SocEpi Vignette"

knitr::opts_chunk$set(
  collapse = TRUE,
  comment = "#>"
)
library(SocEpi)

The SocEpi package is developed for research in social epidemiology, particularly for health inequality research. The user guide will give some examples of the main functions and references the methods used for the calculations. If you notice any problems or think that the functions are not performing correctly, please use the package repository's Issues section on GitHub https://github.com/m-allik/SocEpi. Comments and suggestions are welcome!

Installation

Before installing ScoEpi, install the dependencies and then load them using the following code.
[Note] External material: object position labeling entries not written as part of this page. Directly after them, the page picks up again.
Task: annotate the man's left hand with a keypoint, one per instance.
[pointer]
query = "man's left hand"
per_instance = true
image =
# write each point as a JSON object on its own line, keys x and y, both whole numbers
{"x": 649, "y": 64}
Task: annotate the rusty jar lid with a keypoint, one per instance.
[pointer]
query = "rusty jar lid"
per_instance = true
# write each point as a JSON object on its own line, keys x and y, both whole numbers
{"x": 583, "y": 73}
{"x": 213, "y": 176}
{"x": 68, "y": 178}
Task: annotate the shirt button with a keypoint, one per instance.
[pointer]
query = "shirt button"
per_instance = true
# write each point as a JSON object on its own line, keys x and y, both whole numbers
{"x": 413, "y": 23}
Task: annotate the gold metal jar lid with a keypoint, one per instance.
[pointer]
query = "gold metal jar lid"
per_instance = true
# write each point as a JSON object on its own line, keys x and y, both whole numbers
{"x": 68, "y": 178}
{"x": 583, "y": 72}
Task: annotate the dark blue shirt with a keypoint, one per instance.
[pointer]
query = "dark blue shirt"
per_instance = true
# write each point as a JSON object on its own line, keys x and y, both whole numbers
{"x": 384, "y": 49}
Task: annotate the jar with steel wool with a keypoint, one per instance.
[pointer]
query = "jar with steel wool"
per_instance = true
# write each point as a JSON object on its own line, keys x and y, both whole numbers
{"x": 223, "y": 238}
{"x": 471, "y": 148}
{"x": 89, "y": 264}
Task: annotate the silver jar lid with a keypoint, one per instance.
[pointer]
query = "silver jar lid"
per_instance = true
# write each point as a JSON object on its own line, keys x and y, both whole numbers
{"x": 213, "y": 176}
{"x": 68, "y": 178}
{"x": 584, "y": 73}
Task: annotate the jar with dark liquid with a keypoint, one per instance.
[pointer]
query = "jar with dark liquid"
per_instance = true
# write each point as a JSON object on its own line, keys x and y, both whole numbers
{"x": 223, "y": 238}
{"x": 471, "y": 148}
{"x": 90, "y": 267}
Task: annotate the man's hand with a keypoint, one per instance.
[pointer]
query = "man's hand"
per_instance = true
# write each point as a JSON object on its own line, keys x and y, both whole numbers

This may take some time if you have not used any of these packages before. You can skip this step if you have dplyr and tidyr (or tidyverse) installed.

install.packages(c("dplyr", "tidyr", "Rcpp"), dependencies = TRUE)
library(dplyr)
library(tidyr)
library(Rcpp)

You can then install the SocEpi package.

install.packages(SocEpi) # if not installed before
library(SocEpi)

Examples

When the package is loaded test to see if you can run some of the examples from the help documentation. The package includes the following functions: zscore, w_pcntile, smr, st_rate and rii. You can look each of these up using ?function_name. For example, use ?w_pcntile or ?rii to look up the weighted percentile and the SII/RII functions. The package also includes test data (dep_data and health_data), you can look up the code books for these by typing ?dep_data and ?health_data. Use summmary(health_data) or str(health_data) to look at the data. Follow the examples given in the help documentation to see how the functions work. If the code in the help files gives you the same results as below then the package is loaded successfully and you can test it on your own data.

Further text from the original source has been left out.